Tags: Business, Collapsing Geography, Metaverse, Second Life
2008

It's A Small World After All

I’m having fun spending a couple of days immersed in the metaverse at the Virtual Worlds conference in New York City. I was out in New York for consulting and the company asked me to attend, so suddenly I’m back where everyone knows my name.

Actually, I know about 1/3 of the people here, the same residents, entrepreneurs, and businesses that have been at the bleeding edge of virtual worlds for the last 2 or 3 years. The other 2/3 are new, which is good to see. With over 1200 attendees there is a fair amount of buzz.

Linden and IBM had a pretty exciting announcement about a new, enterprise solution with a portion of Second Life running on machines owned by IBM. This is a great step and one certain to generate additional corporate interest.

However, what really struck me walking around the show was how constrained the virtual world dream has become. There are a bunch of projects that look like less populated and less functional versions of Second Life, usually with some marketing material promising a “safer” or more “corporate” environment. A few other companies are promising rapid and cheap creation of advertising worlds, leveraging outsourced production.

Is this really the Metaverse? Is this even the 3D internet? Isn’t this the same week that we saw Congressional testimony on virtual worlds, on their potential impact on education, community, business, and communication?

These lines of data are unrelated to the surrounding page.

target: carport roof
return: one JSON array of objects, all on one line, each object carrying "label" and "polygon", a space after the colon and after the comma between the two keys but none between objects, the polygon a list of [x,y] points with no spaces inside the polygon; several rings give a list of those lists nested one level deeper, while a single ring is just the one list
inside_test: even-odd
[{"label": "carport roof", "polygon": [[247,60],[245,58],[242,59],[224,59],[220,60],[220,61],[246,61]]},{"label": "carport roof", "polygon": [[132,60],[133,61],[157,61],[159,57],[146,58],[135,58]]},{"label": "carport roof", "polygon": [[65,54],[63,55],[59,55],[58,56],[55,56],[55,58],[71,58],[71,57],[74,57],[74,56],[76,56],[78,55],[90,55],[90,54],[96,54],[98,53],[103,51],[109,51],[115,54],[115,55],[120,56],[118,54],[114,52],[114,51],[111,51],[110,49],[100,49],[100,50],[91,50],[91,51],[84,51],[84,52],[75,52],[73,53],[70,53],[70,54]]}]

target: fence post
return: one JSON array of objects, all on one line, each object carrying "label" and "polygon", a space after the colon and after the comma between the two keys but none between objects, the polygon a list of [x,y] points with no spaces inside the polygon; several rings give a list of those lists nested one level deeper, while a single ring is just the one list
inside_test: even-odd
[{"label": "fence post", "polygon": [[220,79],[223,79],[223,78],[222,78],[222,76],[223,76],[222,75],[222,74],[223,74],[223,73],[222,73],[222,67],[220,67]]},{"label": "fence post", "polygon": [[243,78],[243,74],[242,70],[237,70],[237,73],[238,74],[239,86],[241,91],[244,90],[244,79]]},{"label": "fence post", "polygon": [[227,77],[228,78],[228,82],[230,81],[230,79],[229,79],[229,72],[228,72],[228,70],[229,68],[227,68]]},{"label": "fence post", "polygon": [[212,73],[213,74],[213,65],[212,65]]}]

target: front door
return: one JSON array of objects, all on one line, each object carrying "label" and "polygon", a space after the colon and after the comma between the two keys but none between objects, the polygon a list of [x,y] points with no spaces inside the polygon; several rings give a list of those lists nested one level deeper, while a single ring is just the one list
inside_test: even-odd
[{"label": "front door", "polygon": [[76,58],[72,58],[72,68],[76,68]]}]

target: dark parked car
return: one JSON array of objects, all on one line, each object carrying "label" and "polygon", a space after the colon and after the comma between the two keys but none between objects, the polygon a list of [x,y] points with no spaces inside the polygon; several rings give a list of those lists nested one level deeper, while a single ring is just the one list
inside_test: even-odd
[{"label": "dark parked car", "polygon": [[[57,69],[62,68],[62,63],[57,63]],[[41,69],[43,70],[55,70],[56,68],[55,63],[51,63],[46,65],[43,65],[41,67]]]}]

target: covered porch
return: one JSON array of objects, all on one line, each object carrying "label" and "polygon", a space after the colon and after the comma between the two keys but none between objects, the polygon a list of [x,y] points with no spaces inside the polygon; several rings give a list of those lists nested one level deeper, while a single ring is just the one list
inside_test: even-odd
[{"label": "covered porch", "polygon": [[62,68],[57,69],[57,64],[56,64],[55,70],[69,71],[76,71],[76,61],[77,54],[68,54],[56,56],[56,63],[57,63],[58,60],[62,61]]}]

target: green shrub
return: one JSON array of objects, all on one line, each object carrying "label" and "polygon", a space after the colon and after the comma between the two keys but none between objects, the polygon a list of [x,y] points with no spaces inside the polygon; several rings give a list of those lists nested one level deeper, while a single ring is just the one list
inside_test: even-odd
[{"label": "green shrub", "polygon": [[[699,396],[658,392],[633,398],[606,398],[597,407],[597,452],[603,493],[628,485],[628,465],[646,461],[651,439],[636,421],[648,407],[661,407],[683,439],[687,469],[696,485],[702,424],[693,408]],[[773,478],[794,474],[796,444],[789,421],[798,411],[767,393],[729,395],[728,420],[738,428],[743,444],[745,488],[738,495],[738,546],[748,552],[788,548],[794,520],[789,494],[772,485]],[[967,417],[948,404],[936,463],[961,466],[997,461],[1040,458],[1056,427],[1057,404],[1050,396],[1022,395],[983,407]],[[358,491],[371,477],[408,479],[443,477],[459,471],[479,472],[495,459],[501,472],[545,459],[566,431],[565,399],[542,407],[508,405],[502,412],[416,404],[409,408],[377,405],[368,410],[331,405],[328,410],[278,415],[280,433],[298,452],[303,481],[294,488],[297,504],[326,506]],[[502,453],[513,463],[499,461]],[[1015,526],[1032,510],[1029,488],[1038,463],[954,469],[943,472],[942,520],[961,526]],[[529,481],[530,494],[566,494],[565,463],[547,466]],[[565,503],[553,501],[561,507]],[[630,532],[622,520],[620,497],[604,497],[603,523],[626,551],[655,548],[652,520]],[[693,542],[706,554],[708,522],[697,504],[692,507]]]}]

Technology is just enabling us to take incredibly bold steps, to connect people in entirely new ways. From 3D camera technology to spatialized voice to novel interfaces to mobile to augmented reality, we should be ready to embark on the next exponential curve, building on everything learned from Second Life over the last 8 years.

The future is not a phalanx of walled garden, advertainment worlds constrained by short-term thinking.

I know Linden is going to continue to be bold. I am shocked that none of the competition is.